With request_body_mode: STREAMED or requestBodyMode: FullDuplexStreamed, Semantic Router accumulates the body, runs the safety signal at end-of-stream, and returns the configured immediate response without forwarding the request to the backend.

Verification checklist

  1. Confirm the gateway policy/filter is accepted:

    kubectl describe envoypatchpolicy ai-gateway-prepost-extproc-patch-policy -n default
    # or
    kubectl describe agentgatewaypolicy semantic-router-extproc -n agentgateway-system
  2. Confirm Semantic Router has streamed body handling enabled:

    kubectl logs deploy/semantic-router -n vllm-semantic-router-system | grep -i streamed
  3. Send a large or chunked request with "model": "auto" and verify it routes normally.

  4. Send a streamed Chat Completions request with "stream": true that matches a looper decision and verify SSE output plus x-vsr-looper-* headers.
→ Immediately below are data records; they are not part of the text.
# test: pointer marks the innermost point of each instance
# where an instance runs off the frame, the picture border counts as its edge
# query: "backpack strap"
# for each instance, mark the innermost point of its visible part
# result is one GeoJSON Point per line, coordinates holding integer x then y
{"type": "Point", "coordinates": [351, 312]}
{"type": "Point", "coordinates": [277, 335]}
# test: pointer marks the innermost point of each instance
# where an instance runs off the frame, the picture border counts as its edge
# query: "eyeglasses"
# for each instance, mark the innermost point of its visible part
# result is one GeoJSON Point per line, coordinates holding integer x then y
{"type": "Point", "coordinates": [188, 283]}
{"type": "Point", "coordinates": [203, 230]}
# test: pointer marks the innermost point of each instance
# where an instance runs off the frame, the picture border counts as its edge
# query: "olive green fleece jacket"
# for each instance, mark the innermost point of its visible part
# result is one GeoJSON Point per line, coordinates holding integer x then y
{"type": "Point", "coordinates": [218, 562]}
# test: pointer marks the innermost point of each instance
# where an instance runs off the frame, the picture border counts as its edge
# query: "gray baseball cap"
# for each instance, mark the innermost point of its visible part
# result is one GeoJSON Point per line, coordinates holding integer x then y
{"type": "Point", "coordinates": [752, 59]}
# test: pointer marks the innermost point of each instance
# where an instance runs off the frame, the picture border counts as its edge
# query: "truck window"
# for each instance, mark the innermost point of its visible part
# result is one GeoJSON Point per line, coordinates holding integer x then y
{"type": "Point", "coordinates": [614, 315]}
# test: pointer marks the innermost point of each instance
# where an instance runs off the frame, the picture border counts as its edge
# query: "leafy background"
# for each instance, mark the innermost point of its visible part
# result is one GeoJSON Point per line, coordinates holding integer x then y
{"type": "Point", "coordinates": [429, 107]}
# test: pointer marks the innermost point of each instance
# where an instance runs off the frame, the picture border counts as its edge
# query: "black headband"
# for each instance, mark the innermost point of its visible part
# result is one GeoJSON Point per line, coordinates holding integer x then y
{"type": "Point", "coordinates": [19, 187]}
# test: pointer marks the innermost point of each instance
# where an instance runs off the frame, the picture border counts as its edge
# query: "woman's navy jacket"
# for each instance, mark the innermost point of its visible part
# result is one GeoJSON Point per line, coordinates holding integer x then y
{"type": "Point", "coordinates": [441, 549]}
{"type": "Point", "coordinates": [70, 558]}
  5. Send a request that matches a fast_response decision and verify the backend model is not called.

Troubleshooting

  • Gateway accepts requests but Semantic Router never sees body chunks: the ExtProc filter still uses buffered or skipped request body mode. Set Envoy requestBodyMode: STREAMED or agentgateway requestBodyMode: FullDuplexStreamed.
  • Request fails with 413: the accumulated body exceeds global.router.streamed_body.max_bytes. Increase max_bytes or reduce request size.
  • Request fails with 408: body chunks did not finish before timeout_sec. Increase timeout_sec or investigate client upload speed.
  • Client expected SSE but got JSON: the OpenAI request did not include "stream": true, or the matched path is a non-streaming immediate response. Add "stream": true for Chat Completions looper routes and verify the matched decision.
  • agentgateway rejects Streamed: agentgateway supports FullDuplexStreamed, not Streamed. Use requestBodyMode: FullDuplexStreamed.
  • Duplicate or partial upstream request body: gateway and Semantic Router streamed modes are mismatched. Enable both the gateway streamed request-body mode and Semantic Router streamed_body.enabled.